Jimmy Carter is hellbent on arriving at a “solution” to the Arab-Israeli conflict. But what makes Jimmy Carter think there is a “solution” to the Arab and Muslim war against Israel? The evidence supports quite a different view. I don’t think there is a “two-state” or three-state or n-state “solution” to a conflict that will continue forever, because it is based on Muslim hostility to a Jewish state, whatever its dimensions, on land Muslims once possessed, and in the midst of Muslim Arabdom.
That a conflict cannot be “solved” does not mean it is not manageable. Right now Israel can manage things. El-Sisi’s Egypt is clearly more worried about the Muslim Brotherhood and terrorists in the Sinai, and Hamas in Gaza. It’s Egypt that is now destroying the tunnels to Gaza, not Israel. And Syria is now and in the future will be wracked by internecine warfare. Assad and the Alawites are unlikely to risk everything they have managed to hold onto by taking on Israel.
But the Muslim masses do not accept Israel and never will. Right now the greatest threat comes from Iran, as it once came from Egypt and Syria. Israel is a permanent affront for many Muslims and it does not become less of an affront if it is pushed back, as Jimmy Carter wants it to be, to the armistice lines of 1948-49. The two metaphors the Arabs routinely use for Israel are that it is a “knife” in the heart of Arabdom, or a “cancer” within the Arab body. You don’t pull a “knife” only part-way out, nor excise only part of a cancer. You have to remove the whole blade, cut out the whole tumor.
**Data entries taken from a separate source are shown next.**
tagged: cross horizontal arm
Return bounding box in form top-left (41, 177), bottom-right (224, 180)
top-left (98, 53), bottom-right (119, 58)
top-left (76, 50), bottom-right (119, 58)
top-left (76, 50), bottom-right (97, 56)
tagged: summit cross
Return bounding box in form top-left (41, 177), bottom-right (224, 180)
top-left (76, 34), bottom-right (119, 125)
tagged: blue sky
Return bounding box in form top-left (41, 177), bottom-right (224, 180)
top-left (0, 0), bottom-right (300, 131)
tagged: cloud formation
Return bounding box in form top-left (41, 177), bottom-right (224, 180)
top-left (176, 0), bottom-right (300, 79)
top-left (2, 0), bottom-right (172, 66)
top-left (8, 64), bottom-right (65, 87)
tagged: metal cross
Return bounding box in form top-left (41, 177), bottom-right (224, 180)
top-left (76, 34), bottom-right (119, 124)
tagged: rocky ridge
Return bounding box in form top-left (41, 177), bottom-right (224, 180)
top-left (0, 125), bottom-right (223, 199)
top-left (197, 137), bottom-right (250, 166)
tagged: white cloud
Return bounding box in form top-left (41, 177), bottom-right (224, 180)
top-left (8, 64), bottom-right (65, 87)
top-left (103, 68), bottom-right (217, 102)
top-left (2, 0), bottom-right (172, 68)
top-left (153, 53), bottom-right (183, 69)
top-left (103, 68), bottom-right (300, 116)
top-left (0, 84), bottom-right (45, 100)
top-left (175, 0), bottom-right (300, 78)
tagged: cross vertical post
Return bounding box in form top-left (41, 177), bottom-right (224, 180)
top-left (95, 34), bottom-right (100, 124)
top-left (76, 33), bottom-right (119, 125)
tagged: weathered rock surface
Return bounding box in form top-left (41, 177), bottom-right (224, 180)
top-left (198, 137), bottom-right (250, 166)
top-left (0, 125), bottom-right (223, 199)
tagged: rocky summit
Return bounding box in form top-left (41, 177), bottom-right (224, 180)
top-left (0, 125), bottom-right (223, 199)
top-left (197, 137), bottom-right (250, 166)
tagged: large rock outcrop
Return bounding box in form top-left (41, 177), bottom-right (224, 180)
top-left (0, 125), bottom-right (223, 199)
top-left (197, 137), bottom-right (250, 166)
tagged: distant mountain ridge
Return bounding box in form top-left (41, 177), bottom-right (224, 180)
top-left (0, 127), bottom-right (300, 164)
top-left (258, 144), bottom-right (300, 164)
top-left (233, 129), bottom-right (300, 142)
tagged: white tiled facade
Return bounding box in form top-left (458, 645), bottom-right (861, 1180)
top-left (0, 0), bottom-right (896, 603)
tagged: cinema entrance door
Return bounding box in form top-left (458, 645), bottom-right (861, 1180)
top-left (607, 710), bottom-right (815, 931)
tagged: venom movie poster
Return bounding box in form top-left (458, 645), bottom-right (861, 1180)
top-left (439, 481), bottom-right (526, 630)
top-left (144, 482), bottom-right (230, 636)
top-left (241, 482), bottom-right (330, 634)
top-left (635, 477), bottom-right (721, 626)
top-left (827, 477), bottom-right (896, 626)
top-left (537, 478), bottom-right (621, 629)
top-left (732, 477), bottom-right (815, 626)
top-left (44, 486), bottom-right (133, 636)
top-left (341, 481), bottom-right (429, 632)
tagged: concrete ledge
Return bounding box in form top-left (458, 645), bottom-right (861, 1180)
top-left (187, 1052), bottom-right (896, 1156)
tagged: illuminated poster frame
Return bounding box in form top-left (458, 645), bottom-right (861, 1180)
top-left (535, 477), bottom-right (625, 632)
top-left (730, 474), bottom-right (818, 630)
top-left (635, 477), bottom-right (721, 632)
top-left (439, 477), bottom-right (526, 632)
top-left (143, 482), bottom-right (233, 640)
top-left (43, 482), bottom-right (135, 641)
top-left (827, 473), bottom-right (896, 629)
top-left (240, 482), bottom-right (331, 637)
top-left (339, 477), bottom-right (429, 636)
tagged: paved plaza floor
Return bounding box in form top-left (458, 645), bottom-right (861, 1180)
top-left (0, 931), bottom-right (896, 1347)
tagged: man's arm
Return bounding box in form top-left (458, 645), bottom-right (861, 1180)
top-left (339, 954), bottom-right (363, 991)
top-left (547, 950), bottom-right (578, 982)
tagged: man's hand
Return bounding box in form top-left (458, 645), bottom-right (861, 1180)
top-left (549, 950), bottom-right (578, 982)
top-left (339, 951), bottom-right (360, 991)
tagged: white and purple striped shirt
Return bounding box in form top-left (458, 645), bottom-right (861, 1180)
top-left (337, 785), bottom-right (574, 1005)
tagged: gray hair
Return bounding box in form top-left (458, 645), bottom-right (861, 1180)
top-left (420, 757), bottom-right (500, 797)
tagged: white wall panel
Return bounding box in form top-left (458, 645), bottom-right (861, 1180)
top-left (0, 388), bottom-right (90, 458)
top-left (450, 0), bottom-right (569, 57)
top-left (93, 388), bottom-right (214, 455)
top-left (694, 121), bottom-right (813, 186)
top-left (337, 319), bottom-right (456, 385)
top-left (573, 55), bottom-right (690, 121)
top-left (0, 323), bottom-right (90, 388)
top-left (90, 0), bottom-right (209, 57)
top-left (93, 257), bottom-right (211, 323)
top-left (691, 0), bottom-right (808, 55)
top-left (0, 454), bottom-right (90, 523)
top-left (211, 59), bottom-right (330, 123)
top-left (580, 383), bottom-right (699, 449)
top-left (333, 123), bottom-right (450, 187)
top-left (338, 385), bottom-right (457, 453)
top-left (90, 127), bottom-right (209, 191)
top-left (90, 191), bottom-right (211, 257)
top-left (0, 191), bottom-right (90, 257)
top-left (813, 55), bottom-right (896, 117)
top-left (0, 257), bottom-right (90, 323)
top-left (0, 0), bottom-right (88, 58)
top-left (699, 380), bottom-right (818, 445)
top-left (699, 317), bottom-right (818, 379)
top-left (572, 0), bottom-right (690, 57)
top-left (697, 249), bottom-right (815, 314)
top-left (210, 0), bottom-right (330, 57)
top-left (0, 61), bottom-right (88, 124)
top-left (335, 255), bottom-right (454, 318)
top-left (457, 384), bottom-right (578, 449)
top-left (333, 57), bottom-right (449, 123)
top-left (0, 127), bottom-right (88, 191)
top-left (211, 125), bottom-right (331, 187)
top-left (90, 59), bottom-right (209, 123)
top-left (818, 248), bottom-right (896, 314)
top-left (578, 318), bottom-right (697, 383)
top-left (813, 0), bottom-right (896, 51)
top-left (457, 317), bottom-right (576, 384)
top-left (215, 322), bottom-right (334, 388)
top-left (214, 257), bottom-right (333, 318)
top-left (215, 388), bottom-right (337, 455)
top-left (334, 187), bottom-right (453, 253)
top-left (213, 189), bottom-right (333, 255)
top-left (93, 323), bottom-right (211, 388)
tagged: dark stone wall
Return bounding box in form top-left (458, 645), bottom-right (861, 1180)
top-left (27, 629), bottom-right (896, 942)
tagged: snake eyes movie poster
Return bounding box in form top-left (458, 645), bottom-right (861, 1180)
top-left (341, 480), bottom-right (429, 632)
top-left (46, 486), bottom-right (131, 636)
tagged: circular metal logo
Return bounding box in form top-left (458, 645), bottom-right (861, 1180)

Carter’s obsession with pushing Israel back to the pre-1967 lines, his completely ignoring the Mandate for Palestine, his misreading of Resolution 242, his unshakeable belief that Israel should entrust its security to the likes of Mahmoud Abbas doing his no-one-here-but-us-accountants impersonation – all this suggests that behind the sweet habitat-for-humanity smile, and the treacly self-righteousness, Jimmy Carter suffers from a well-known pathological condition. Meanwhile, if you want to really understand the legal, historic, and moral claims of Israel, begin by reading the Mandate for Palestine. And then, to understand what U.N. Resolution 242 actually means, you should turn not to Jimmy Carter, but to the man who was most responsible for drafting that resolution, that is, the commonsensical Lord Caradon.